The surgery was last Nov. 10, less than two weeks after the echocardiogram.

"Everyone in the room was looking at (his aneurysm) and just holding their breath," said Dr. Irving Kron, who performed the surgery. "This thing was a time bomb. It would not have been unusual for him to have dropped dead in a couple of weeks."


Being young and healthy, Timmons bounced back quickly.

Within months, he was working in the OR on an anesthesia rotation when he saw the same cardiothoracic team that had worked on him operating on someone else.

"So," he said, "I ducked in."

This was his first up-close look at a cardiac bypass machine -- a device that oxygenates the body while the heart is stopped so it can be operated on. Realizing he'd been hooked up to that device just a few months before was jarring. He was awed by the technology, the science and the expertise of everyone involved.

"It was amazing to watch, and certainly humbling," he said.

It also was pretty cool being able to thank the team, and to show them what a great job they'd done.

In March, he also showed his appreciation for the lifesaving research and advancements funded by the American Heart Association by sharing his story at the Heart Ball in Charlottesville, Virginia. The AHA funds more cardiovascular research than any organization outside the federal government, having invested more than $3.7 billion, including upwards of $100 million annually since 1996.
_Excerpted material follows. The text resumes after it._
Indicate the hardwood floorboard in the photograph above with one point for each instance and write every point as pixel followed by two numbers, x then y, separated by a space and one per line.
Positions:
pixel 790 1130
Timmons and his dad at UVa


As he recovered, Timmons also pursued his residency. Those interviews had to be doozies.

He landed a three-year stint at Vanderbilt University Medical Center in Nashville, which he started July 1.

He launches his career with fascinating insight on what it's like to be a patient, something he thinks would benefit every new doctor.

"You see good habits you want to emulate, like the importance of communication and understanding how important empathy is," he said.

Timmons laughs off the notion that he's perhaps already made the best diagnosis of his career.

"The whole experience of facing your mortality certainly lights a fire under you," he said. "The scar under my scrubs is a good reminder to never take anything for granted."